KANSAS CITY, Mo. — Staff at the Bruce R. Watkins Cultural Center in Kansas City want the facility to help people hold conversations on race following social unrest.
"You can't fix what you won't face," explained Glenn North, executive director of the Bruce R. Watkins Cultural Center.
Inside the center, exhibits and artifacts tell the story of political and social change for Black people in Kansas City.
"Kansas City, like just about every other city in America, has dealt with issues of race, has dealt with segregation," North said.
Recent protests calling for reforms to policing drew large crowds not seen since 1968.
North explained what led to protests in 1968.
"Students wanted to be able to stay home to watch Doctor King's funeral service and they wanted the schools to be closed that day and the city, the school district did not agree to do that," he said.
A portrait hanging inside the center shows Bruce R. Watkins leading the 1968 march.
Watkins was a political and social activist in Kansas City.
North hopes past struggles and victories the center highlights inspire a new conversation on how to move forward.
"We want to provide an opportunity for the community to come together, black and white.
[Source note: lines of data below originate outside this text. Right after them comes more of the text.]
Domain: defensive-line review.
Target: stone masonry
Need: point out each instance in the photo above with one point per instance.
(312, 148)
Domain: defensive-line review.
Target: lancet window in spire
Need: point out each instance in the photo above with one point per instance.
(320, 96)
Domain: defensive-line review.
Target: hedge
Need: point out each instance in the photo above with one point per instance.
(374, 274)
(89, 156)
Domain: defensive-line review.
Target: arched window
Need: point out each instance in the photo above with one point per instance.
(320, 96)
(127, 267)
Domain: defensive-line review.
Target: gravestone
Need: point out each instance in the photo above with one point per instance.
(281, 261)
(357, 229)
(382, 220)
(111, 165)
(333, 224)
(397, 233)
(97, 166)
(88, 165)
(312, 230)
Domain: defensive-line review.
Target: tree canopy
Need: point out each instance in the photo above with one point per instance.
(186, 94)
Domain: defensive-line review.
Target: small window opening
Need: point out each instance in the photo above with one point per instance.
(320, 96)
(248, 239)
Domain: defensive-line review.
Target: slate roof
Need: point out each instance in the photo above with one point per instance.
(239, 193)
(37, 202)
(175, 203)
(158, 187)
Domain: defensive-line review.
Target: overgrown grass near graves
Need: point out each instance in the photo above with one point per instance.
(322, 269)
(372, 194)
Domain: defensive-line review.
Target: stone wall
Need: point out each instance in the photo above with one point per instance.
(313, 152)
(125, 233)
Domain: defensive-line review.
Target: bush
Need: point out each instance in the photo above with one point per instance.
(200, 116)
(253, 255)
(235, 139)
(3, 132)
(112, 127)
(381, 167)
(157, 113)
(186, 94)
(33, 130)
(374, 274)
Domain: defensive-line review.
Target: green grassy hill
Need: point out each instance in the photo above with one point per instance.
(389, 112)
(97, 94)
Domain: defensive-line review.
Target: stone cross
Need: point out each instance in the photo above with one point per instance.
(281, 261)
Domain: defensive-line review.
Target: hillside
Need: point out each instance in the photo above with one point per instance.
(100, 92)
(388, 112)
People of all backgrounds and nationalities to say what is it that we can do to change policy? How can we be more effective in the political arena so that wholesale change does take place and we don't have to keep repeating this cycle?" he said.
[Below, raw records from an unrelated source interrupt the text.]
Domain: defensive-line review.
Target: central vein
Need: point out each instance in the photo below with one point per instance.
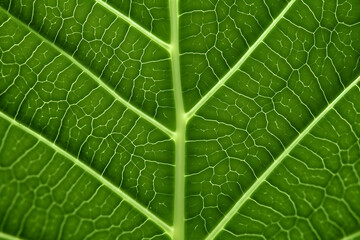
(179, 198)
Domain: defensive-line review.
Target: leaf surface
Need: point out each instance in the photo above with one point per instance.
(180, 119)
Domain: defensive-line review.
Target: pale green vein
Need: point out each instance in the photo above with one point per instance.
(95, 78)
(231, 72)
(168, 229)
(135, 25)
(8, 237)
(352, 236)
(179, 194)
(271, 168)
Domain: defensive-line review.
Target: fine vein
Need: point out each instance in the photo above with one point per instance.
(352, 236)
(231, 72)
(271, 168)
(179, 195)
(91, 172)
(8, 236)
(135, 25)
(96, 79)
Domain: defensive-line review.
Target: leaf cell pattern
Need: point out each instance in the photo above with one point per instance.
(180, 120)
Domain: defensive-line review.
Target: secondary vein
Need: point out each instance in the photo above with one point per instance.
(179, 194)
(231, 72)
(94, 174)
(95, 78)
(271, 168)
(132, 23)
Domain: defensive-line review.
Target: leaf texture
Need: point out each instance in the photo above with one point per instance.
(206, 119)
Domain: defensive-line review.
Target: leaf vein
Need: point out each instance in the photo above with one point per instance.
(276, 162)
(95, 78)
(231, 72)
(168, 229)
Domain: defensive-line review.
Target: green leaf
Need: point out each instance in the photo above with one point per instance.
(154, 119)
Demonstrations demanding police reform are not new, but North is optimistic change will come from the recent protests.
"I think things will change and I think that is what's starting to happen and I think that's what makes this moment different," he said.
The cultural center is currently closed because of the coronavirus pandemic. However, leaders hope to reopen to the public later this summer to get important conversations started.